Sense-perception and intelligence may be trusted to indicate
diversity but not to explain it: explanation is outside the
province of sense-perception, whose function is merely to produce
a variety of information; while, as for intelligence, it works
exclusively with intuitions and never resorts to explanations to
justify them; there is in the movements of intelligence a
diversity which separates one object from another, making further
differentiation unnecessary.
Do all qualities constitute differentiae, or not? Granted that
whiteness and colours in general and the qualities dependent upon
touch and taste can, even while they remain species [of Quality],
become differentiae of other things, how can grammar and music
serve as differentiae?

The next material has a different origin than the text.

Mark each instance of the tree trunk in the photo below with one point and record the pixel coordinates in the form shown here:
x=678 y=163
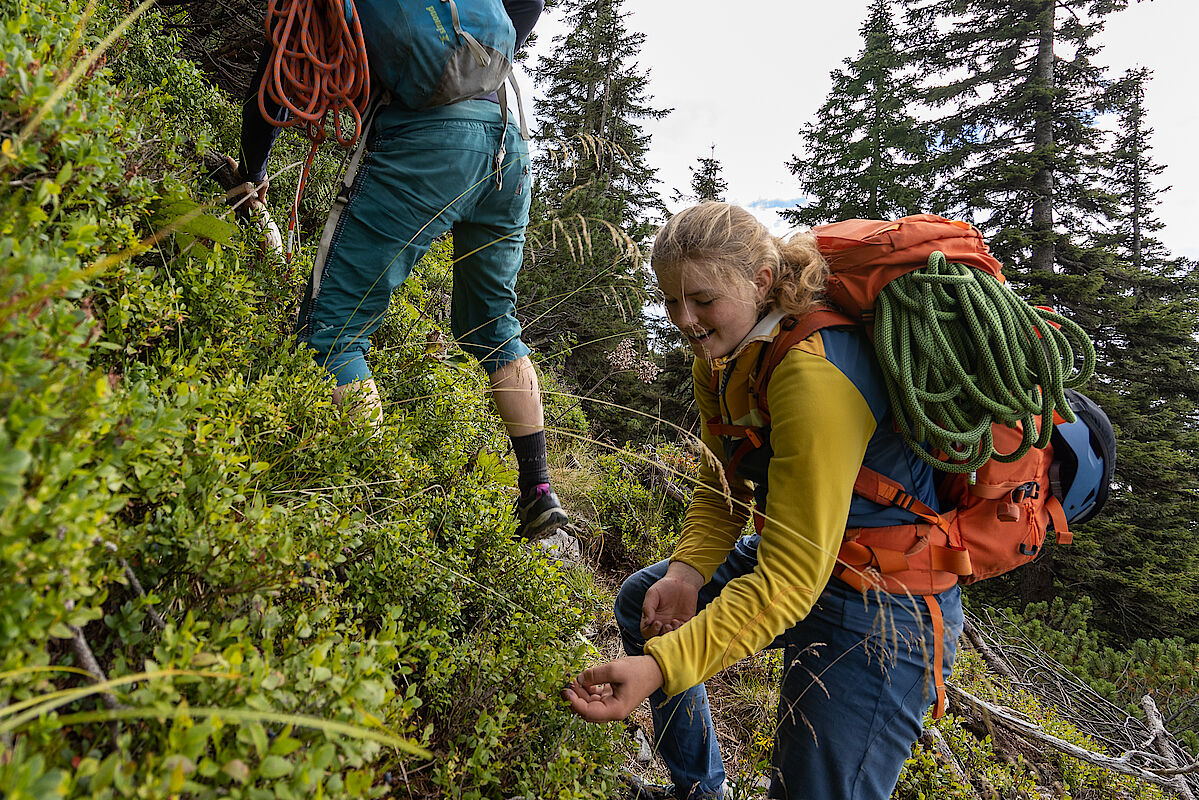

Perhaps in the sense that minds may be
distinguished as grammatical and musical, especially if the
qualities are innate, in which case they do become specific
differentiae.
It remains to decide whether there can be any differentia derived
from the genus to which the differentiated thing belongs, or
whether it must of necessity belong to another genus? The former
alternative would produce differentiae of things derived from the
same genus as the differentiae themselves- for example, qualities
of qualities. Virtue and vice are two states differing in
quality: the states are qualities, and their differentiae
qualities- unless indeed it be maintained that the state
undifferentiated is not a quality, that the differentia creates
the quality.
But consider the sweet as beneficial, the bitter as injurious:
then bitter and sweet are distinguished, not by Quality, but by
Relation. We might also be disposed to identify the sweet with
the thick, and the Pungent with the thin: "thick" however hardly
reveals the essence but merely the cause of sweetness- an
argument which applies equally to pungency.
We must therefore reflect whether it may be taken as an
invariable rule that Quality is never a differentia of Quality,
any more than Substance is a differentia of Substance, or
Quantity of Quantity.
Surely, it may be interposed, five differs from three by two. No:
it exceeds it by two; we do not say that it differs: how could it
differ by a "two" in the "three"? We may add that neither can
Motion differ from Motion by Motion. There is, in short, no
parallel in any of the other genera.
In the case of virtue and vice, whole must be compared with
whole, and the differentiation conducted on this basis. As for
the differentia being derived from the same genus as themselves,
namely, Quality, and from no other genus, if we proceed on the
principle that virtue is bound up with pleasure, vice with lust,
virtue again with the acquisition of food, vice with idle
extravagance, and accept these definitions as satisfactory, then
clearly we have, here too, differentiae which are not qualities.